Discovery of a gene in multiple mammalian species could pave the way for a highly effective, reversible and non-hormonal male contraceptive for humans and animals.
Washington State University researchers identified expression of the gene, Arrdc5, in the testicular tissue of mice, pigs, cattle and humans. When they knocked out the gene in mice, it created infertility only in the males, impacting their sperm count, movement and shape. The researchers detailed their findings in the journal Nature Communications.
"The study identifies this gene for the first time as being expressed only in testicular tissue, nowhere else in the body, and it's expressed by multiple mammalian species," said Jon Oatley, senior author and professor in WSU's School of Molecular Biosciences. "When this gene is inactivated or inhibited in males, they make sperm that cannot fertilize an egg, and that's a prime target for male contraceptive development."
While other molecular targets have been identified for potential male contraceptive development, the Arrdc5 gene is specific to the male testes and found in multiple species. Importantly, lack of the gene also causes significant infertility creating a condition called oligoasthenoteratospermia or OAT. This condition, the most common diagnosis for human male infertility, shows a decrease in the amount of sperm produced, slowed mobility and distorted shape so that the sperm are unable to fuse with an egg.
In the WSU study, the male mice lacking this gene produced 28% less sperm that moved 2.8 times slower than in normal mice - and about 98% of their sperm had abnormal heads and mid-pieces.

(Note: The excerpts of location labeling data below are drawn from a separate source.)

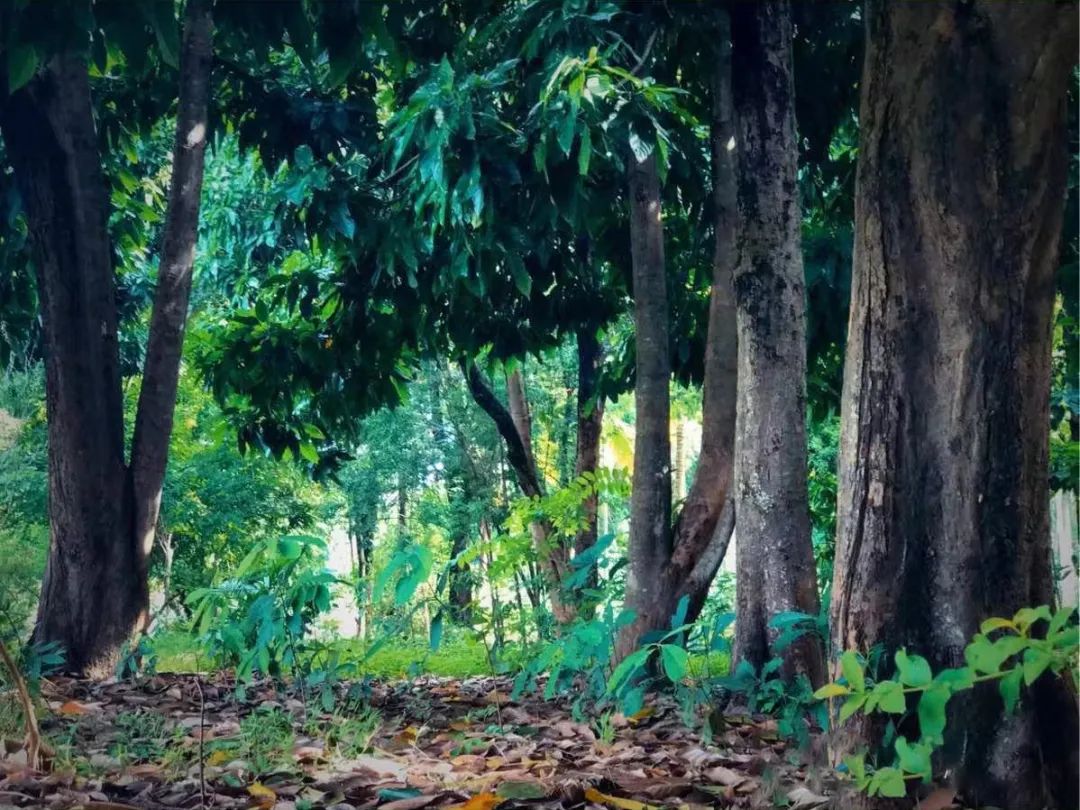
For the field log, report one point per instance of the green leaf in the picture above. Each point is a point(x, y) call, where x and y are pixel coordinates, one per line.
point(675, 661)
point(831, 690)
point(626, 667)
point(1035, 663)
point(890, 697)
point(888, 782)
point(1009, 686)
point(22, 65)
point(436, 632)
point(852, 670)
point(913, 670)
point(584, 151)
point(914, 758)
point(932, 713)
point(852, 704)
point(159, 14)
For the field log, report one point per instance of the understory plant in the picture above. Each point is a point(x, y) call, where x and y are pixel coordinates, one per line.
point(1011, 652)
point(260, 618)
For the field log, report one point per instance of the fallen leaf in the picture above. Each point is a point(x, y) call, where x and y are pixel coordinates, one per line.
point(804, 797)
point(482, 801)
point(262, 795)
point(593, 795)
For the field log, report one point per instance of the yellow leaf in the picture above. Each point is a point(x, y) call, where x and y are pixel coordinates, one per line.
point(262, 795)
point(593, 795)
point(483, 801)
point(217, 757)
point(72, 707)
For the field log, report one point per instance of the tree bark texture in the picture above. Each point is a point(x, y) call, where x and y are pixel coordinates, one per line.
point(590, 424)
point(943, 502)
point(161, 373)
point(650, 499)
point(775, 567)
point(94, 592)
point(684, 562)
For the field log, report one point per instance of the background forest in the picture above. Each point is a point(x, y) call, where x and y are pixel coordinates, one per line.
point(718, 358)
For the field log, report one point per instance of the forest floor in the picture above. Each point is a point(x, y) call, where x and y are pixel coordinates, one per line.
point(181, 741)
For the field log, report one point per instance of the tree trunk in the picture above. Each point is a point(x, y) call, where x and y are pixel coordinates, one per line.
point(775, 568)
point(590, 420)
point(513, 426)
point(161, 373)
point(94, 592)
point(684, 562)
point(650, 499)
point(943, 501)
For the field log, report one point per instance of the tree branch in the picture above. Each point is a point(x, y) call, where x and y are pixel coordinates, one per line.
point(516, 453)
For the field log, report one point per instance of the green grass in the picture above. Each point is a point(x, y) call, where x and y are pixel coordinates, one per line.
point(179, 651)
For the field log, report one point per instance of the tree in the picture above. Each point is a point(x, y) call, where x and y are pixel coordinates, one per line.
point(775, 569)
point(102, 510)
point(669, 564)
point(943, 504)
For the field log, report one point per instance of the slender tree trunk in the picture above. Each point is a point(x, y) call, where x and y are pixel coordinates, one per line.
point(650, 500)
point(775, 568)
point(688, 556)
point(943, 502)
point(95, 593)
point(590, 420)
point(512, 423)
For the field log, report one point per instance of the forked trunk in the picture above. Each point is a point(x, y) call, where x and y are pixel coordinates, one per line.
point(944, 495)
point(680, 563)
point(775, 568)
point(650, 499)
point(94, 592)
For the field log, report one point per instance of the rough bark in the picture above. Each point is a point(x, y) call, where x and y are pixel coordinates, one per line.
point(775, 568)
point(94, 592)
point(650, 499)
point(590, 424)
point(161, 373)
point(685, 561)
point(943, 502)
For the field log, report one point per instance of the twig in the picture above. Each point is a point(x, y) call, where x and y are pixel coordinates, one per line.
point(29, 717)
point(202, 739)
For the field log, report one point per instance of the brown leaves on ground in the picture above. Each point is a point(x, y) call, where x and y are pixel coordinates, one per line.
point(440, 743)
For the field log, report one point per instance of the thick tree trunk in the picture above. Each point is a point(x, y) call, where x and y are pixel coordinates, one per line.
point(650, 499)
point(943, 502)
point(95, 593)
point(91, 598)
point(157, 403)
point(775, 568)
point(685, 561)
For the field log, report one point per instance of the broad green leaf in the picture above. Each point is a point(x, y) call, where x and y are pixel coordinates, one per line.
point(890, 697)
point(852, 704)
point(913, 670)
point(1035, 663)
point(914, 758)
point(584, 151)
point(831, 690)
point(852, 670)
point(675, 661)
point(932, 713)
point(1009, 686)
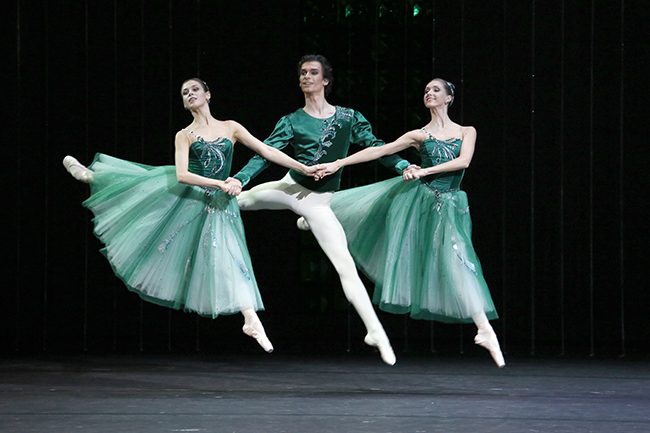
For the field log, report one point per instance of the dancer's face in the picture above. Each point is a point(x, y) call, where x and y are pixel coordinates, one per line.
point(193, 94)
point(435, 94)
point(311, 78)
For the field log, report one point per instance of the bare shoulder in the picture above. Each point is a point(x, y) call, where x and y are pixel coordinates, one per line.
point(417, 135)
point(183, 137)
point(468, 130)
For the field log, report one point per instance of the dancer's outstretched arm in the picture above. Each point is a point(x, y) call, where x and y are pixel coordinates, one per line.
point(242, 135)
point(412, 138)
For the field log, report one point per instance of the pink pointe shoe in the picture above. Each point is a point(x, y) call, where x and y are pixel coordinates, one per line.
point(488, 339)
point(256, 330)
point(78, 171)
point(381, 342)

The study indicates that the protein encoded by this gene is required for normal sperm production. Oatley's team will next work on designing a drug that would inhibit production or function of that protein.
Disrupting this protein wouldn't require any hormonal interference, a key hurdle in male contraception since testosterone plays other roles beyond sperm production in men including building bone mass and muscle strength as well as red blood cell production. Designing a drug to target this protein would also make it easily reversible as a contraceptive.
"You don't want to wipe out the ability to ever make sperm - just stop the sperm that are being made from being made correctly," he said. "Then, in theory, you could remove the drug and the sperm would start being built normally again."
Oatley and study first author Mariana Giassetti have filed a provisional patent for the development of a male contraceptive based on this gene and the protein it encodes.
Because the gene is found across mammalian species, this knowledge also holds promise for use in animals, Oatley said. The team analyzed available biological data on DNA and protein sequences in mammals and found the gene in almost every known mammal species. This opens the potential to develop male contraception for use in livestock, perhaps replacing castration in some instances as a way to control reproduction, and in wildlife when managers seek to limit overpopulation of a species.
The initial focus, however, is on giving humans more control over their own reproduction. While there are many forms of birth control for women, they are not always effective or widely available, and more than half of pregnancies worldwide are still unintended, according to the United Nations.
"Developing a way to curb population growth and stop unwanted pregnancies is really important for the future of the human race," said Oatley. "Right now, we don't really have anything on the male side for contraception other than surgery and only a small percentage of men choose vasectomies. If we can develop this discovery into a solution for contraception, it could have far-ranging impacts."
This study received support from the National Institutes of Health and WSU's Functional Genomics Initiative, a multi-year university investment to support development of genetic technology research.